What Types of Central Vacuums Are There?

There are two main types of ducted vacuum systems. The traditional installation features the vacuum mounted in an out-of-the-way area (usually the basement or attic) with ductwork hidden behind the walls. Inlet valves in each room allow you to plug in separate vacuum brushes and hoses to clean your floors. The other is the Hide-a-Hose system, which requires no external vacuum hoses, as the hose is contained within the vacuum ductwork and easily pulls out to attach to a brush when in use. Homeowners can opt to install modified systems that have hidden hoses in some areas of the home and inlet valves without hidden hoses in other areas too.

How is the Dirt Collected From Vacuuming?

A central vacuum system features special ducts hidden behind the walls of your home that will pull any dirt and debris down to the vacuum.
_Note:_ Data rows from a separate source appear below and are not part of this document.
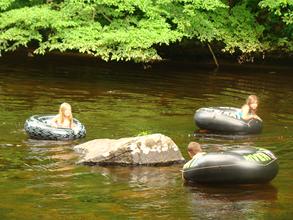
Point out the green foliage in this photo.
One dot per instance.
(132, 29)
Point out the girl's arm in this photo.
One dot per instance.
(245, 113)
(54, 121)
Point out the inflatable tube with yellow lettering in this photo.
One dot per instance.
(240, 166)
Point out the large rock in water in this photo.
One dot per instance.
(155, 149)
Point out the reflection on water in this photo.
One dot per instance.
(114, 101)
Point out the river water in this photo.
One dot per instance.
(41, 180)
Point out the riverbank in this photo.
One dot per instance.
(189, 57)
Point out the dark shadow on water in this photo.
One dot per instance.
(141, 175)
(40, 143)
(247, 192)
(225, 136)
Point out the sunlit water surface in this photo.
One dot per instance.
(41, 180)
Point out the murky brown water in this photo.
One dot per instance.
(40, 179)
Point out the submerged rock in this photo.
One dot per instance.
(155, 149)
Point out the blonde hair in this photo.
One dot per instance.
(62, 109)
(251, 99)
(193, 148)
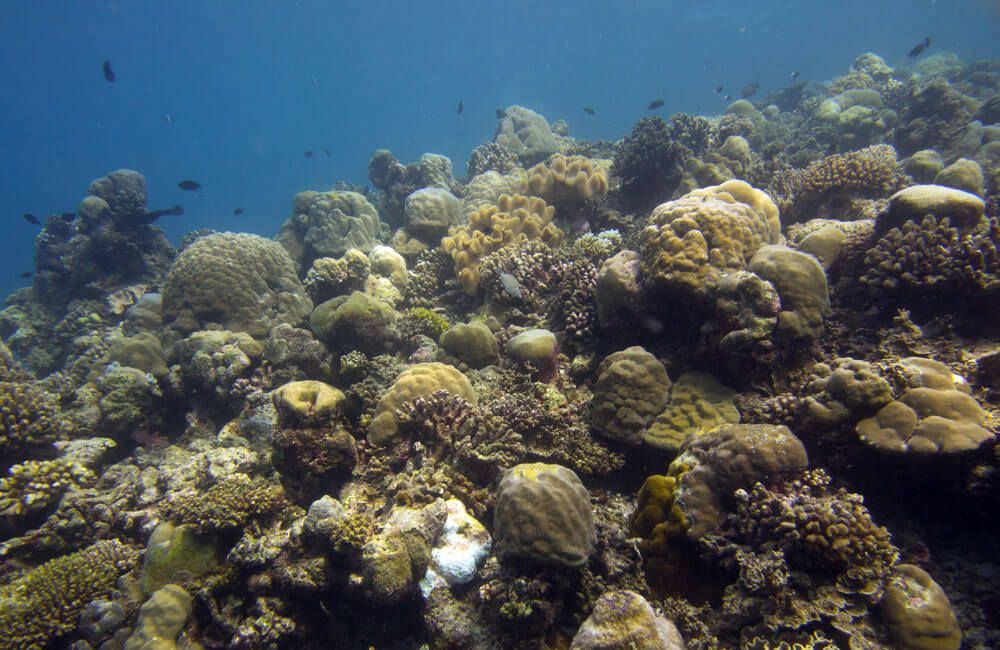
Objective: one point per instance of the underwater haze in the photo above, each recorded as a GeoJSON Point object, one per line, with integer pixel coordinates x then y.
{"type": "Point", "coordinates": [250, 86]}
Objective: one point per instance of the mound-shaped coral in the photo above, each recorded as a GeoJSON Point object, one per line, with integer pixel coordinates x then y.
{"type": "Point", "coordinates": [513, 220]}
{"type": "Point", "coordinates": [632, 387]}
{"type": "Point", "coordinates": [236, 281]}
{"type": "Point", "coordinates": [543, 514]}
{"type": "Point", "coordinates": [420, 380]}
{"type": "Point", "coordinates": [690, 243]}
{"type": "Point", "coordinates": [568, 179]}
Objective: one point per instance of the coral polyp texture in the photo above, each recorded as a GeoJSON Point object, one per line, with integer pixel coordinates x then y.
{"type": "Point", "coordinates": [237, 281]}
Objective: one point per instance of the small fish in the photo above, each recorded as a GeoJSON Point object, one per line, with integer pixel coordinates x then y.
{"type": "Point", "coordinates": [511, 286]}
{"type": "Point", "coordinates": [919, 47]}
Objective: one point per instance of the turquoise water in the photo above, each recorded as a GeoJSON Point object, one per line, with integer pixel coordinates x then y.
{"type": "Point", "coordinates": [250, 86]}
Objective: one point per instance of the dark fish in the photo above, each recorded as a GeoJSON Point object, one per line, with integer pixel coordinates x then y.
{"type": "Point", "coordinates": [919, 47]}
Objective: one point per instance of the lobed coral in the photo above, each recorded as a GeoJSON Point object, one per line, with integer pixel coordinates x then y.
{"type": "Point", "coordinates": [568, 179]}
{"type": "Point", "coordinates": [236, 281]}
{"type": "Point", "coordinates": [512, 221]}
{"type": "Point", "coordinates": [44, 604]}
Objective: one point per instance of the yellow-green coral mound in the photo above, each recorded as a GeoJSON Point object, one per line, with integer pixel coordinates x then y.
{"type": "Point", "coordinates": [421, 380]}
{"type": "Point", "coordinates": [233, 281]}
{"type": "Point", "coordinates": [691, 242]}
{"type": "Point", "coordinates": [39, 607]}
{"type": "Point", "coordinates": [513, 220]}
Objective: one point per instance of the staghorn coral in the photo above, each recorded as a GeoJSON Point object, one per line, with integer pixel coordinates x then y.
{"type": "Point", "coordinates": [228, 504]}
{"type": "Point", "coordinates": [650, 163]}
{"type": "Point", "coordinates": [631, 388]}
{"type": "Point", "coordinates": [36, 484]}
{"type": "Point", "coordinates": [236, 281]}
{"type": "Point", "coordinates": [934, 257]}
{"type": "Point", "coordinates": [543, 514]}
{"type": "Point", "coordinates": [833, 185]}
{"type": "Point", "coordinates": [29, 415]}
{"type": "Point", "coordinates": [511, 222]}
{"type": "Point", "coordinates": [816, 529]}
{"type": "Point", "coordinates": [44, 604]}
{"type": "Point", "coordinates": [691, 242]}
{"type": "Point", "coordinates": [568, 179]}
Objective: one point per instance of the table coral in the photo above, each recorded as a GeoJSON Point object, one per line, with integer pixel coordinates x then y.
{"type": "Point", "coordinates": [512, 221]}
{"type": "Point", "coordinates": [238, 281]}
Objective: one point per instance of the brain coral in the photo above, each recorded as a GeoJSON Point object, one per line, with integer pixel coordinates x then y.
{"type": "Point", "coordinates": [543, 514]}
{"type": "Point", "coordinates": [421, 380]}
{"type": "Point", "coordinates": [568, 179]}
{"type": "Point", "coordinates": [801, 285]}
{"type": "Point", "coordinates": [513, 220]}
{"type": "Point", "coordinates": [692, 241]}
{"type": "Point", "coordinates": [326, 224]}
{"type": "Point", "coordinates": [236, 281]}
{"type": "Point", "coordinates": [632, 387]}
{"type": "Point", "coordinates": [698, 403]}
{"type": "Point", "coordinates": [927, 421]}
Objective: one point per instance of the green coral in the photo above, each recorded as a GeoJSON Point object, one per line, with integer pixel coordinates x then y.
{"type": "Point", "coordinates": [228, 504]}
{"type": "Point", "coordinates": [44, 604]}
{"type": "Point", "coordinates": [36, 484]}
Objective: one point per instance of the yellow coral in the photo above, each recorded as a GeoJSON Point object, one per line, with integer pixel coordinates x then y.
{"type": "Point", "coordinates": [513, 220]}
{"type": "Point", "coordinates": [568, 179]}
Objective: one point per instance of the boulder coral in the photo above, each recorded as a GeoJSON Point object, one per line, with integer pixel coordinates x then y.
{"type": "Point", "coordinates": [543, 515]}
{"type": "Point", "coordinates": [234, 281]}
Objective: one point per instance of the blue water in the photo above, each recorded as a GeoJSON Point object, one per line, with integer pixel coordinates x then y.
{"type": "Point", "coordinates": [251, 85]}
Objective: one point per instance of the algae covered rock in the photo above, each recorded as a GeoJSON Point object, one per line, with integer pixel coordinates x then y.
{"type": "Point", "coordinates": [624, 619]}
{"type": "Point", "coordinates": [918, 612]}
{"type": "Point", "coordinates": [632, 387]}
{"type": "Point", "coordinates": [543, 514]}
{"type": "Point", "coordinates": [234, 281]}
{"type": "Point", "coordinates": [420, 380]}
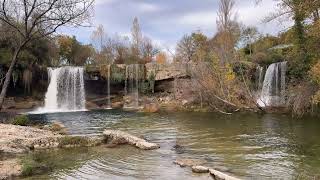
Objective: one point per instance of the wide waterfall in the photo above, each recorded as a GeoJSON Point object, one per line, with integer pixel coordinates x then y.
{"type": "Point", "coordinates": [65, 91]}
{"type": "Point", "coordinates": [273, 89]}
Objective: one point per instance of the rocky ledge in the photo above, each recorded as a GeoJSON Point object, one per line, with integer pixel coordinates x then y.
{"type": "Point", "coordinates": [119, 137]}
{"type": "Point", "coordinates": [20, 139]}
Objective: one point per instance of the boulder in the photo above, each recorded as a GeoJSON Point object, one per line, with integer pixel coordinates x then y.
{"type": "Point", "coordinates": [117, 105]}
{"type": "Point", "coordinates": [10, 168]}
{"type": "Point", "coordinates": [188, 162]}
{"type": "Point", "coordinates": [119, 137]}
{"type": "Point", "coordinates": [200, 169]}
{"type": "Point", "coordinates": [221, 176]}
{"type": "Point", "coordinates": [19, 139]}
{"type": "Point", "coordinates": [151, 108]}
{"type": "Point", "coordinates": [91, 105]}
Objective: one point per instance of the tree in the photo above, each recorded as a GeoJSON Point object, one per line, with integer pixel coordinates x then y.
{"type": "Point", "coordinates": [228, 34]}
{"type": "Point", "coordinates": [72, 52]}
{"type": "Point", "coordinates": [30, 20]}
{"type": "Point", "coordinates": [98, 38]}
{"type": "Point", "coordinates": [186, 49]}
{"type": "Point", "coordinates": [136, 40]}
{"type": "Point", "coordinates": [161, 58]}
{"type": "Point", "coordinates": [249, 35]}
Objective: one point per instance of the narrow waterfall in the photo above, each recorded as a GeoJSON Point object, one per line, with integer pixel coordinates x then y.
{"type": "Point", "coordinates": [132, 84]}
{"type": "Point", "coordinates": [273, 89]}
{"type": "Point", "coordinates": [259, 78]}
{"type": "Point", "coordinates": [65, 91]}
{"type": "Point", "coordinates": [109, 78]}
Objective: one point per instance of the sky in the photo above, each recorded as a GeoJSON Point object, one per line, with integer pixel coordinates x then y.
{"type": "Point", "coordinates": [166, 21]}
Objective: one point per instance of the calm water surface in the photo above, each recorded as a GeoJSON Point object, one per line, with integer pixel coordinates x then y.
{"type": "Point", "coordinates": [251, 146]}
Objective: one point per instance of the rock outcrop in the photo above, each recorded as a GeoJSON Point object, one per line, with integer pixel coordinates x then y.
{"type": "Point", "coordinates": [221, 176]}
{"type": "Point", "coordinates": [10, 169]}
{"type": "Point", "coordinates": [200, 169]}
{"type": "Point", "coordinates": [119, 137]}
{"type": "Point", "coordinates": [19, 139]}
{"type": "Point", "coordinates": [188, 162]}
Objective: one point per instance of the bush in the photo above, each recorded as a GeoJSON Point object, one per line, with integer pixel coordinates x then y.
{"type": "Point", "coordinates": [33, 165]}
{"type": "Point", "coordinates": [21, 120]}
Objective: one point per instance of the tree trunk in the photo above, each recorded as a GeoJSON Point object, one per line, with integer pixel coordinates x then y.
{"type": "Point", "coordinates": [8, 77]}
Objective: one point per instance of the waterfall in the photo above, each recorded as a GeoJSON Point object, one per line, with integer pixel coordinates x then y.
{"type": "Point", "coordinates": [132, 84]}
{"type": "Point", "coordinates": [65, 91]}
{"type": "Point", "coordinates": [273, 89]}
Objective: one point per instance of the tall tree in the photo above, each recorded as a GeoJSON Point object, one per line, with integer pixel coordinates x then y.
{"type": "Point", "coordinates": [98, 38]}
{"type": "Point", "coordinates": [228, 31]}
{"type": "Point", "coordinates": [30, 20]}
{"type": "Point", "coordinates": [186, 49]}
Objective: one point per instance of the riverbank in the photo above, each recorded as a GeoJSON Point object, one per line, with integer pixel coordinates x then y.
{"type": "Point", "coordinates": [18, 140]}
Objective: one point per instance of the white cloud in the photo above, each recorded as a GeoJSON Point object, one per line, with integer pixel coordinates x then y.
{"type": "Point", "coordinates": [146, 7]}
{"type": "Point", "coordinates": [198, 19]}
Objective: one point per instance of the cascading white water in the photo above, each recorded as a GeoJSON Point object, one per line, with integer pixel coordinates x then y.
{"type": "Point", "coordinates": [65, 91]}
{"type": "Point", "coordinates": [259, 78]}
{"type": "Point", "coordinates": [273, 89]}
{"type": "Point", "coordinates": [132, 85]}
{"type": "Point", "coordinates": [109, 79]}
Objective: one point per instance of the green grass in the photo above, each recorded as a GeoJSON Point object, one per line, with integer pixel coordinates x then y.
{"type": "Point", "coordinates": [21, 120]}
{"type": "Point", "coordinates": [73, 141]}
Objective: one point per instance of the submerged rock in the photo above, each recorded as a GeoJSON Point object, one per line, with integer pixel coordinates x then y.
{"type": "Point", "coordinates": [221, 176]}
{"type": "Point", "coordinates": [188, 162]}
{"type": "Point", "coordinates": [10, 169]}
{"type": "Point", "coordinates": [119, 137]}
{"type": "Point", "coordinates": [19, 139]}
{"type": "Point", "coordinates": [179, 149]}
{"type": "Point", "coordinates": [151, 108]}
{"type": "Point", "coordinates": [200, 169]}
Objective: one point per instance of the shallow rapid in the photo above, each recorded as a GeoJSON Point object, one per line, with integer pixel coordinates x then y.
{"type": "Point", "coordinates": [249, 146]}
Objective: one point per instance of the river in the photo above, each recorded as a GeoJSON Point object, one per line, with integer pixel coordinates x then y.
{"type": "Point", "coordinates": [248, 146]}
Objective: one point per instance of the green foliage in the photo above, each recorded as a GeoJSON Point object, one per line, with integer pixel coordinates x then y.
{"type": "Point", "coordinates": [36, 164]}
{"type": "Point", "coordinates": [73, 141]}
{"type": "Point", "coordinates": [21, 120]}
{"type": "Point", "coordinates": [118, 74]}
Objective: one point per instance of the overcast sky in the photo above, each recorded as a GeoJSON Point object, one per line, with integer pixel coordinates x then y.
{"type": "Point", "coordinates": [166, 21]}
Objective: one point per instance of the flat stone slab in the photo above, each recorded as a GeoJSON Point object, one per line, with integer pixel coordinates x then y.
{"type": "Point", "coordinates": [10, 169]}
{"type": "Point", "coordinates": [20, 139]}
{"type": "Point", "coordinates": [188, 162]}
{"type": "Point", "coordinates": [200, 169]}
{"type": "Point", "coordinates": [119, 137]}
{"type": "Point", "coordinates": [221, 176]}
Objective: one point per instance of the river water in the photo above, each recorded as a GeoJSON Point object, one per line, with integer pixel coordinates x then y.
{"type": "Point", "coordinates": [248, 146]}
The dirt is collected in the tank or a vacuum bag inside the vacuum. Since these units are designed to handle the entire household's floors, the tanks can hold much more dirt than a traditional corded vacuum can before it needs emptying. Depending on the make or model of your central vacuum, you'll need to either unclasp a simple canister that is connected to the bottom of the unit or open the vacuum and pull out the filled vacuum bag.

Can I Buy Replacement Parts?

These systems are commonplace, and it is easy to find replacement central vacuum parts that will get your machine back up and running again. There are some issues that occur more frequently than others, such as clogged hoses, burnt fuses and filters that need replacing. These are repairs that most homeowners can handle with a little research. More complex issues, such as worn-out motors and installing replacement vacuums, should be handled by trained electricians.